1

i am writing a regular expression to check a website URL it should check the following scenarios:
pass:

- www.example.com
- example.com
- www.example.com/something
- example.com/something
and prevent every other urls

its working perfectly for every thing except one case (www.example), how can i handel this case
"www.example" must not pass

my regular expression :

^[a-zA-Z0-9][a-zA-Z0-9]+([.][a-zA-Z0-9]+)+(/.*)?$

can any one help please ?

Thanx.

Kemal Fadillah
  • 9,760
  • 3
  • 45
  • 63
mohammad
  • 2,142
  • 7
  • 35
  • 60
  • www.example is this a valid URL? – shazin Mar 27 '13 at 08:49
  • @ shazin it must not pass no its not a valid url – mohammad Mar 27 '13 at 08:51
  • You can't validate that actually. except you provide a white list of allowed domain names to match. because you can't let regexp to tell whether .example is a top domain name – dotslashlu Mar 27 '13 at 08:54
  • 2
    First you need to acknowledge all the [valid TLDs](http://en.wikipedia.org/wiki/List_of_Internet_top-level_domains), maybe store them in an array, and update your code when they change. Then you have to allow anything prior to the TLD portion because how do you know if someone called their server www or wwx or what. Anything that comes after a slash is pretty much valid. This is a crazy thing to do in javascript and much easier on the server with nslookup and so on. – James Mar 27 '13 at 08:54

5 Answers5

1

Try this one:

^(www\.)?(?!www)[a-zA-Z0-9]+\.[a-zA-Z]{2,6}/?[a-zA-Z0-9]+$
oleq
  • 15,697
  • 1
  • 38
  • 65
1

Heres the best i could get

(www.){1}[a-zA-Z0-9]+[.]{1}[\w]+[/\w]*

Result

www.example.com     - true
www.example.com/    - true
www.example.com/xyx     - true
www.example.com/xy/s/   - true
www.example.        - False
www.example         - False

please note that this wont accept 'example.com' Tested @ http://gskinner.com/RegExr/

Sudhakar
  • 4,823
  • 2
  • 35
  • 42
0

This is the actual URL validating regex used in Django 1.5.1:

import re
regex = re.compile(
        r'^(?:http|ftp)s?://'  # http:// or https://
        r'(?:(?:[A-Z0-9](?:[A-Z0-9-]{0,61}[A-Z0-9])?\.)+(?:[A-Z]{2,6}\.?|[A-Z0-9-]{2,}\.?)|'  # domain...
        r'localhost|'  # localhost...
        r'\d{1,3}\.\d{1,3}\.\d{1,3}\.\d{1,3}|'  # ...or ipv4
        r'\[?[A-F0-9]*:[A-F0-9:]+\]?)'  # ...or ipv6
        r'(?::\d+)?'  # optional port
        r'(?:/?|[/?]\S+)$', re.IGNORECASE)

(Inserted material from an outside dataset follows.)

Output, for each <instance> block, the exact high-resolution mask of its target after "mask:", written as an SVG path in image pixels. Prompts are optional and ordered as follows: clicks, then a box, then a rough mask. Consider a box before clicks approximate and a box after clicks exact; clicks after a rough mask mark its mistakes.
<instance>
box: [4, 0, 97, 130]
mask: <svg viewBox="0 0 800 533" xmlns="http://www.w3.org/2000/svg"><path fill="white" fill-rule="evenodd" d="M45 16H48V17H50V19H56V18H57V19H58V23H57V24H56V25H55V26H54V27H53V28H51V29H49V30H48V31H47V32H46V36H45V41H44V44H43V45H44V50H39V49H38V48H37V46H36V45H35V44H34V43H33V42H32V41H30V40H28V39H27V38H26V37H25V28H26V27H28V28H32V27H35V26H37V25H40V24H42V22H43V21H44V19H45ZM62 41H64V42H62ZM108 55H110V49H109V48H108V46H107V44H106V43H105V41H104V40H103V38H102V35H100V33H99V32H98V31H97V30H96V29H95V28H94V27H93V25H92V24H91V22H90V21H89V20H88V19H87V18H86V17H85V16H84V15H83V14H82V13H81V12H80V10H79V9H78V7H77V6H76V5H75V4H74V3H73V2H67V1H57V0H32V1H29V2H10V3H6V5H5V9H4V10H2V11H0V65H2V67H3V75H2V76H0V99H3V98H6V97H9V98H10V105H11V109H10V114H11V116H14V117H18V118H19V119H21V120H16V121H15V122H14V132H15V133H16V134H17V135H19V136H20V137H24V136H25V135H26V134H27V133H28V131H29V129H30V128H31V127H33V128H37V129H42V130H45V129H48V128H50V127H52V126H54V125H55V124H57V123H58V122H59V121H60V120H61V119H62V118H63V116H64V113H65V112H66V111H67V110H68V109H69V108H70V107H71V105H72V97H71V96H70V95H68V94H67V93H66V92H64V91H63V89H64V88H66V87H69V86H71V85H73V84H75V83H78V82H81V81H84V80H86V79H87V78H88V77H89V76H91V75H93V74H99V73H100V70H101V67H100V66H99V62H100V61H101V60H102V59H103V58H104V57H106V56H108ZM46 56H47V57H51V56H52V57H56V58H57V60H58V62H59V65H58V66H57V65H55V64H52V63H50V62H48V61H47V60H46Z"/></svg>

This does both ipv4 and ipv6 addresses as well as GET parameters.

Found in the code here, Line 44.

Ewan
  • 14,592
  • 6
  • 48
  • 62
0

Try this:

_^(?:(?:https?|ftp)://)(?:\S+(?::\S*)?@)?(?:(?!10(?:\.\d{1,3}){3})(?!127(?:\.\d{1,3}){3})(?!169\.254(?:\.\d{1,3}){2})(?!192\.168(?:\.\d{1,3}){2})(?!172\.(?:1[6-9]|2\d|3[0-1])(?:\.\d{1,3}){2})(?:[1-9]\d?|1\d\d|2[01]\d|22[0-3])(?:\.(?:1?\d{1,2}|2[0-4]\d|25[0-5])){2}(?:\.(?:[1-9]\d?|1\d\d|2[0-4]\d|25[0-4]))|(?:(?:[a-z\x{00a1}-\x{ffff}0-9]+-?)*[a-z\x{00a1}-\x{ffff}0-9]+)(?:\.(?:[a-z\x{00a1}-\x{ffff}0-9]+-?)*[a-z\x{00a1}-\x{ffff}0-9]+)*(?:\.(?:[a-z\x{00a1}-\x{ffff}]{2,})))(?::\d{2,5})?(?:/[^\s]*)?$_iuS

I can't claim credit though; I yanked it from here:

http://mathiasbynens.be/demo/url-regex

They've got a reasonable chart with lots of expressions with pass/fail for each case against each expression.

-1

Not the best regex but works in many cases:

^([a-zA-Z0-9]([a-zA-Z0-9\-]{0,61}[a-zA-Z0-9])?\.)+[a-zA-Z]{2,6}(/.*)*$

Edit:

^([a-zA-Z0-9]([a-zA-Z0-9\-]{0,61}[a-zA-Z0-9])?\.)+(com|org|info|biz|us)/?([^/]*)$

To allow trailing slash:

^([a-zA-Z0-9]([a-zA-Z0-9\-]{0,61}[a-zA-Z0-9])?\.)+(com|org|info|biz|us)/?([^/]*)/?$
Ahmed KRAIEM
  • 10,267
  • 4
  • 30
  • 33